During the summer of 2019 we (graduate students Mackenzie Kirchner-Smith and Ixchel Gonzalez-Ramirez) spent a month working in the Paleobotanical Collections of the National Museum of Natural History (NMNH) in DC as part of the NSF-sponsored Pteridophyte Collection Consortium project (PCC). This project, led by PIs Carl Rothfels, Diane Erwin and Cindy Looy, seeks to digitize more than 1.7 million modern and fossil pteridophyte specimens. During the month at the NMNH we digitized more than 700 pteridophyte specimens from the Paleobotanical Figure and Type Collection. The digitization process included taking photographs of the specimens and building databases that include their taxonomy, locality, geochronology, and all the references that figure and/or describe them.

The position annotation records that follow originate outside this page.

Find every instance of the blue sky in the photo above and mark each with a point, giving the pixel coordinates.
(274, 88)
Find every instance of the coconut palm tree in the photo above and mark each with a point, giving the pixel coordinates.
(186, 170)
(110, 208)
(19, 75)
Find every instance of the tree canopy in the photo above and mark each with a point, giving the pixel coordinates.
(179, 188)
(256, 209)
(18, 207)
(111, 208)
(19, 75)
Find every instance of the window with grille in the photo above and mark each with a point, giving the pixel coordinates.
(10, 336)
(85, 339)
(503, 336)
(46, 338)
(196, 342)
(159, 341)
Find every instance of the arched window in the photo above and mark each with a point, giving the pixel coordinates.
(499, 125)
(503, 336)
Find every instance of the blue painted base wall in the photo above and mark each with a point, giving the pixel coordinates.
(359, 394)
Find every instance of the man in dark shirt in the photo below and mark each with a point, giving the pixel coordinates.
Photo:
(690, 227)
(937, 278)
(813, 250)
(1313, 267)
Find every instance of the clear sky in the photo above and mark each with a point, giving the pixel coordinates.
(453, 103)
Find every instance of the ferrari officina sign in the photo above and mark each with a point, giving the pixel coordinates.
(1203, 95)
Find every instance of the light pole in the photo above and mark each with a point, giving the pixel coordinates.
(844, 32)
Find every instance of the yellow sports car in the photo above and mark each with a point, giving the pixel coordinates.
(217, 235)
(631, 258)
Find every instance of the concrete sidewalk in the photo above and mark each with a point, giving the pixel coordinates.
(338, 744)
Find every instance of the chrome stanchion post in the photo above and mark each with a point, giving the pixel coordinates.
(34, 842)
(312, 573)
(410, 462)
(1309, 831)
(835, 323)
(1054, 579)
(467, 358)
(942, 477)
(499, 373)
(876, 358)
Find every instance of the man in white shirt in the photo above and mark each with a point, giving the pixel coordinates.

Digging through the Smithsonian collections, we traveled back to the Devonian when the landscape was dominated by early vascular plants like Psilophyton and Serracaulis. We also digitized lycopod specimens like Lepidodendron from the Carboniferous swamp forests. Working with these collections was amazing since it allowed us to see famous type specimens that we had only read about such as the lycopods Baragwanathia, Drepanophycus, Sigillaria, Lepidodendron, horsetail relatives Calamites and Sphenopteris, Pecopteris ferns, and the progymnosperm Rhacophyton. Also, it was very impressive and satisfying to see some specimens with well-known living relatives (like Gleichenaceaphyllum, Osmundacaulis, Lygodium, Woodwardia, and Isoetites) and observe the same diagnostic characters in both living and fossilized specimens!
Not only did the specimens we digitized cover a wide taxonomic and temporal scale, but they also were collected in 28 different states across the US. The inclusion of fossil specimens in the PCC project is one of its greatest contributions, being particularly important in a group like pteridophytes that has such a rich and diverse fossil record. The records from our project will be uploaded in the PCC portal making the information available for researchers around the world. We expect that different research groups will use this information to work on topics as diverse as genetics, morphology, taxonomy, biogeography, evolution, and global change.